Geithner’s view was that we had a crisis because regulators didn’t have the tools to keep an eye on the banks and to step in when their risk-taking got too dangerous. “The failures in the financial system that made this crisis so devastating were largely failures … where the Fed had no authority” and no other regulator knew who was in charge, he once told me.

This was a strangely ahistorical interpretation. The reason we had a financial bubble that nearly brought down the economy was both simpler and deeper—something the average person on the street grasped from the get-go and was crying out to fix: A lot of banks were so big and complex they didn’t realize what species of toxic junk was buried in their balance sheets until it created billions of dollars in losses. Andrew Haldane, an official at the Bank of England (who once worked for Geithner at the International Monetary Fund) conducted an exhaustive study after the crisis which found that banks frequently become less efficient once their balance sheet exceeds $100 billion (which essentially means that have $100 billion worth of stuff—loans, mortgage securities, derivatives, etc.). Before the crisis, the biggest U.S. banks were ten to twenty times bigger than that. “Large banks grew to comprise several thousand distinct legal entities,” Haldane said. “Whatever the technology budget, it is questionable whether any man’s mind or memory could cope with such complexity.” Today, of course, they’re even bigger.

In the face of this problem, Geithner’s solution seemed almost comically quaint: What good does it do to give regulators more power when the banks themselves aren’t even aware of the time bombs they’re sitting on—and really can’t be expected to be aware of them given their sprawling tangle of assets? However smart and well-intentioned, a regulator is almost never going to be better-informed than the banks’ own executives. And so the financial system remains incredibly vulnerable.

To see this I'd direct you to JP Morgan, the one megabank that made it through the financial crisis relatively unscuffed owing to the risk-management prowess of its CEO, Jamie Dimon. Last spring, as the new Wall Street regulations were falling into place and the regulators were assuming their new authority, JP Morgan announced it had lost $2 billion in a derivatives trade gone bad.
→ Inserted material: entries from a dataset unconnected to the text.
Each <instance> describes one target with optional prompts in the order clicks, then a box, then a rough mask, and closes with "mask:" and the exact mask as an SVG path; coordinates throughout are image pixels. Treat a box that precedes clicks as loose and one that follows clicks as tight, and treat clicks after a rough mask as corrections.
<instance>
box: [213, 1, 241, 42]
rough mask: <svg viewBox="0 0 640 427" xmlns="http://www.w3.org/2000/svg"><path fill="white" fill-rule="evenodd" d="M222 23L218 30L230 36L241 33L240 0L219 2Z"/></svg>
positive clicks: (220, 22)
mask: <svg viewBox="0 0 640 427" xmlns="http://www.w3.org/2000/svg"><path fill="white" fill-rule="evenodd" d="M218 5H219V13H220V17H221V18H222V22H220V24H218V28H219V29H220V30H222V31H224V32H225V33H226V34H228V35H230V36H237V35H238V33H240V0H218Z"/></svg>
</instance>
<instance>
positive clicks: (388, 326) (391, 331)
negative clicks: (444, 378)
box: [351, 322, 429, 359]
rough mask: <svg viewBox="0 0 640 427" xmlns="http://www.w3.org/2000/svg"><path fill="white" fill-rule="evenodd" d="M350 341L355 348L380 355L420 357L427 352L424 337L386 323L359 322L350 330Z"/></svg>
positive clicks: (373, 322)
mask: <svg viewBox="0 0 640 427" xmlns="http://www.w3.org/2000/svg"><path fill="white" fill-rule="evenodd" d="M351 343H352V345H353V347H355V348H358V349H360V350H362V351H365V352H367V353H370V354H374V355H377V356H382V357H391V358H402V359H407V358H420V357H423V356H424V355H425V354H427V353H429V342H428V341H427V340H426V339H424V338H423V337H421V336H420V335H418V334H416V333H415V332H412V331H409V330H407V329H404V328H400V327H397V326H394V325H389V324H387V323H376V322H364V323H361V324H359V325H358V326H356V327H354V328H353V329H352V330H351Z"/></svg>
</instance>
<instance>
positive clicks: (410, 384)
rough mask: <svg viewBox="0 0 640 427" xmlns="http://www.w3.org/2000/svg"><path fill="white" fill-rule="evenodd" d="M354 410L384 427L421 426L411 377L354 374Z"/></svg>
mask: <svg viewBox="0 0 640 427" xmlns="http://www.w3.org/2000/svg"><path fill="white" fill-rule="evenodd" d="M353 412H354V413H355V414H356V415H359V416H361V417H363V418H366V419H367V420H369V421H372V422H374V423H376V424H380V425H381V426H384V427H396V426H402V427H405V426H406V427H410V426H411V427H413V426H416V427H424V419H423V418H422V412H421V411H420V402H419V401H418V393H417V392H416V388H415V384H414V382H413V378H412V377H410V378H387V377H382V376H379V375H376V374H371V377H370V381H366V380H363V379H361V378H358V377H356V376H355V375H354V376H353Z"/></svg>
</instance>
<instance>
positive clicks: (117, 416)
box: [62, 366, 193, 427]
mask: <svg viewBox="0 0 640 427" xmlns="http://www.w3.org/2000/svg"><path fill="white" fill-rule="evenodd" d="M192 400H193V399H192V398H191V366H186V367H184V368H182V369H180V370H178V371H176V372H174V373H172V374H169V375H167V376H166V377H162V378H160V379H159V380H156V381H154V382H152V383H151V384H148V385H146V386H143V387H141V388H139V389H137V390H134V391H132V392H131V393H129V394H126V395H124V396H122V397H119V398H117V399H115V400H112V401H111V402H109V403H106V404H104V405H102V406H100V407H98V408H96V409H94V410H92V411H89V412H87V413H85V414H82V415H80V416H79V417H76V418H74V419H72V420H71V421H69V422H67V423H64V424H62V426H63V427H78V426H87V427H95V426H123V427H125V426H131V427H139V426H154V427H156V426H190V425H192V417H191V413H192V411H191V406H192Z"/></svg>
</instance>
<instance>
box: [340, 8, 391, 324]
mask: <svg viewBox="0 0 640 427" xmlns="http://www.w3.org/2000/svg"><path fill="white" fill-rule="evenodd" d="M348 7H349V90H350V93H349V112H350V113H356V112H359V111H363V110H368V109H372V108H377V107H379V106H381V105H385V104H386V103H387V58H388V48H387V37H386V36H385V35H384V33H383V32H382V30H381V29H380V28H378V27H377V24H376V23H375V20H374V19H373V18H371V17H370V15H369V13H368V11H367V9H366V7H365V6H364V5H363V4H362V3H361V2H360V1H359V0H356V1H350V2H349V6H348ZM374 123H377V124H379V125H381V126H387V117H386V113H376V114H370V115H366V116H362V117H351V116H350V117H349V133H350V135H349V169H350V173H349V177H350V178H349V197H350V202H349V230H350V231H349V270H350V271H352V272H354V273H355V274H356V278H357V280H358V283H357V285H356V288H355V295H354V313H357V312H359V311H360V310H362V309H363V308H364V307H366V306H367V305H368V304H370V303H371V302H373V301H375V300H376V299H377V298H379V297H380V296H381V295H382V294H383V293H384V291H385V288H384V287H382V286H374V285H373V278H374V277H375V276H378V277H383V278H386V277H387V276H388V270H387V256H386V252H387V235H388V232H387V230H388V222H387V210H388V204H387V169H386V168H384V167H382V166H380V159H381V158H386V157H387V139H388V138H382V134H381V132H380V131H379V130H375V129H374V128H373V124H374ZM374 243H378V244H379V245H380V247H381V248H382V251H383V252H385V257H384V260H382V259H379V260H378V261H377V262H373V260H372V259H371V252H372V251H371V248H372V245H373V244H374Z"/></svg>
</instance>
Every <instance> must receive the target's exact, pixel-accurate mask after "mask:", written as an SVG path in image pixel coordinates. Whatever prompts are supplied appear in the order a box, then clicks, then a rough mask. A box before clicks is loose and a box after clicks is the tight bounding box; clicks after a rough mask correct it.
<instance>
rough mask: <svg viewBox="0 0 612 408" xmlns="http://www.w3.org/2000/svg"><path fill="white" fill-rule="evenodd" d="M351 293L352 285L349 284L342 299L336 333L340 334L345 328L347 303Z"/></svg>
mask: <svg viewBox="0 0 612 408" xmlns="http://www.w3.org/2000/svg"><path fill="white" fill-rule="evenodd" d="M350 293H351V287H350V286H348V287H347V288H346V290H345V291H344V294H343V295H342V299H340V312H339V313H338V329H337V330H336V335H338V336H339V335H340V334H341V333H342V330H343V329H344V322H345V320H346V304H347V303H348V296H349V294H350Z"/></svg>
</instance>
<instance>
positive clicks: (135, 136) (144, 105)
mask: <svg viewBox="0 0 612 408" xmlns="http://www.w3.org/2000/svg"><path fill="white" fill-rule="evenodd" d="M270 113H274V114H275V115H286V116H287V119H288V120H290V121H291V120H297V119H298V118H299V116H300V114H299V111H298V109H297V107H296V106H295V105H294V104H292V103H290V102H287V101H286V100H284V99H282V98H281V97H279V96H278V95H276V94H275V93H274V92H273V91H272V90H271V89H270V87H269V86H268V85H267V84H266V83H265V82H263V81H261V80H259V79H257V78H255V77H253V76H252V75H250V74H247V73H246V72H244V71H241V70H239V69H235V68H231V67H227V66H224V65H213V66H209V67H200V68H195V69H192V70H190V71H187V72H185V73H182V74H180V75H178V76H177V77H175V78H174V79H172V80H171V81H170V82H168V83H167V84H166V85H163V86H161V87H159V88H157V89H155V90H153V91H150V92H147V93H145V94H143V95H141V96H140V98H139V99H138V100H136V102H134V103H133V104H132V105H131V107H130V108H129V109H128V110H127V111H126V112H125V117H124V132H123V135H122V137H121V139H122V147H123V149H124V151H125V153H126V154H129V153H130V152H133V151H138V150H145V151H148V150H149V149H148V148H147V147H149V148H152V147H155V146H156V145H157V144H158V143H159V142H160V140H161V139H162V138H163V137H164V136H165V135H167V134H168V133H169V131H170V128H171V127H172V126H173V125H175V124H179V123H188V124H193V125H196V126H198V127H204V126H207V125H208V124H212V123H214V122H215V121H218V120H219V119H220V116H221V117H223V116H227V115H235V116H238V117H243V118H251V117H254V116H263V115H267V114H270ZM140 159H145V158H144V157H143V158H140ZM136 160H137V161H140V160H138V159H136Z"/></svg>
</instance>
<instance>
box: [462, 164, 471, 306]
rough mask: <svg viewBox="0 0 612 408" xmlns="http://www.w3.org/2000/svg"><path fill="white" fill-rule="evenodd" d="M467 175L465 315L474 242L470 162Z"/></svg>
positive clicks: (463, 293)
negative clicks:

The loss has since grown to around $6 billion. Dimon has admitted he was unaware of the transaction before it was too late. And what about all those newly empowered regulators? It turns out they were almost entirely dependent on JP Morgan for information about whatever trouble might be lurking. Welcome to the new Wall Street, as re-imagined by Tim Geithner.

I don’t think Barack Obama was wrong to hire him in the end. Obama correctly saw that Geithner was the right guy to sort out the mess he inherited upon walking in the door. “If you don’t do that, nothing else is possible,” Geithner told the president-elect back then, and he was surely right. Where Obama erred is keeping Geithner too long. Three-and-a-half years too long.